A cubical volume is bounded by $$x = 0, x = a, y = 0, y = a, z = 0, z = a$$ and it is placed in an electric field $$\vec{E} = E_0 x \hat{i}$$ with $$E_0 = 4 \times 10^4$$ NC$$^{-1}$$m$$^{-1}$$. Here $$a = 2$$ cm. We need to find the charge $$Q$$ enclosed in units of $$10^{-14}$$ C.

Gauss's law states that the enclosed charge equals $$\epsilon_0 \oint \vec{E} \cdot d\vec{A}$$. Since $$\vec{E} = E_0 x \hat{i}$$, only the faces perpendicular to $$\hat{i}$$ give nonzero flux. At $$x = 0$$ the field is zero, so its contribution is zero. At $$x = a$$ the field is $$\vec{E} = E_0 a \hat{i}$$ and the outward normal is $$\hat{i}$$, with area $$a^2$$.

The resulting flux through the face at $$x = a$$ is $$\Phi = E_0 a \cdot a^2 = E_0 a^3$$.

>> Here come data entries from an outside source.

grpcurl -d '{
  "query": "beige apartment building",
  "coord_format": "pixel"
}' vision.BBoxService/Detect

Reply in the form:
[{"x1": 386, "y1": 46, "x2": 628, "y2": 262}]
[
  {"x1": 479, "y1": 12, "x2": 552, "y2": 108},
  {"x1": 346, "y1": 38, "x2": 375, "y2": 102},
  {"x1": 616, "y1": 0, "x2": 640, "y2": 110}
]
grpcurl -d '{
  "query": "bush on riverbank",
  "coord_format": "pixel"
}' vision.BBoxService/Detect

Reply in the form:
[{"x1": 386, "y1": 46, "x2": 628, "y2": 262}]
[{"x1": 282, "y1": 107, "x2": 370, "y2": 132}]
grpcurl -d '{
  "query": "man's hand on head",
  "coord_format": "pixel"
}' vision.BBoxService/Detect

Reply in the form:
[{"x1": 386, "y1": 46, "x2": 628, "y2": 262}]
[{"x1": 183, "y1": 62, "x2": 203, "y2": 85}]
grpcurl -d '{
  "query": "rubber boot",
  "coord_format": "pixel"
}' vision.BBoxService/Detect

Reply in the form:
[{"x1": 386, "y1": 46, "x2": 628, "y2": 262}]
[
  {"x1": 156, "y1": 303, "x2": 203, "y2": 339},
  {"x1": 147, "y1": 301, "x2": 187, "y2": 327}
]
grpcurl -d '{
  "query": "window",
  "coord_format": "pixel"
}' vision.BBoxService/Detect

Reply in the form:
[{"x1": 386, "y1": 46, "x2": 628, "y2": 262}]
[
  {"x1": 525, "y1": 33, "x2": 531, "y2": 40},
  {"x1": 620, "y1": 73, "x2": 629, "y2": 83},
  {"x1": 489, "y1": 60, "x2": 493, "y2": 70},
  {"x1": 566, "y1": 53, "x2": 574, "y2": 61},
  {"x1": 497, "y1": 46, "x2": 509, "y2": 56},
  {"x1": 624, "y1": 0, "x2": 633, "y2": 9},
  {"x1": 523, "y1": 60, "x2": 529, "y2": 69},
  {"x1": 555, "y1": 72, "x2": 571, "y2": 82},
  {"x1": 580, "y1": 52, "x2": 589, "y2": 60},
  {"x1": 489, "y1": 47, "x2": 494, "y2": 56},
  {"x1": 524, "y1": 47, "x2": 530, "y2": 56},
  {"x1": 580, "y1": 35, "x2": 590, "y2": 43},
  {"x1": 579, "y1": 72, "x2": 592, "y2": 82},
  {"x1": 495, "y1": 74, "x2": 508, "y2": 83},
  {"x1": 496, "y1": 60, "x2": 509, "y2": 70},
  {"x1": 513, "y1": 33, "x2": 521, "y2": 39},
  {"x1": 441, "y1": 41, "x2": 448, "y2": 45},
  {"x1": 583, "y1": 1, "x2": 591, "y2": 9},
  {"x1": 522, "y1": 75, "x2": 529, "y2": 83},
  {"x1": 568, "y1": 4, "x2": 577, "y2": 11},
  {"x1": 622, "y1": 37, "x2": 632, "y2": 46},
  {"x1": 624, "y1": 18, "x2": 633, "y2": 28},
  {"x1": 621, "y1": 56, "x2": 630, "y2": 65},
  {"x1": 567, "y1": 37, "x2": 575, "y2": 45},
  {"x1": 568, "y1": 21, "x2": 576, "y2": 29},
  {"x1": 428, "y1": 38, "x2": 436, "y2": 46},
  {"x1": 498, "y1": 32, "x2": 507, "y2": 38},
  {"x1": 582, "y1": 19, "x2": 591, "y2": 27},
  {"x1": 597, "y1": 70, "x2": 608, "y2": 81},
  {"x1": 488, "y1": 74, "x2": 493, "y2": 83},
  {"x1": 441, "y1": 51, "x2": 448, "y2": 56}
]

The enclosed charge becomes $$Q = \epsilon_0 E_0 a^3$$. Substituting $$\epsilon_0 = 9 \times 10^{-12}$$, $$E_0 = 4 \times 10^4$$, and $$a = 2 \times 10^{-2}$$ gives
$$Q = (9 \times 10^{-12}) \times (4 \times 10^4) \times (2 \times 10^{-2})^3$$
$$= 9 \times 10^{-12} \times 4 \times 10^4 \times 8 \times 10^{-6}$$
$$= (9 \times 4 \times 8) \times 10^{-14}$$
$$= 288 \times 10^{-14} \text{ C}$$.

Therefore, $$Q = 288$$.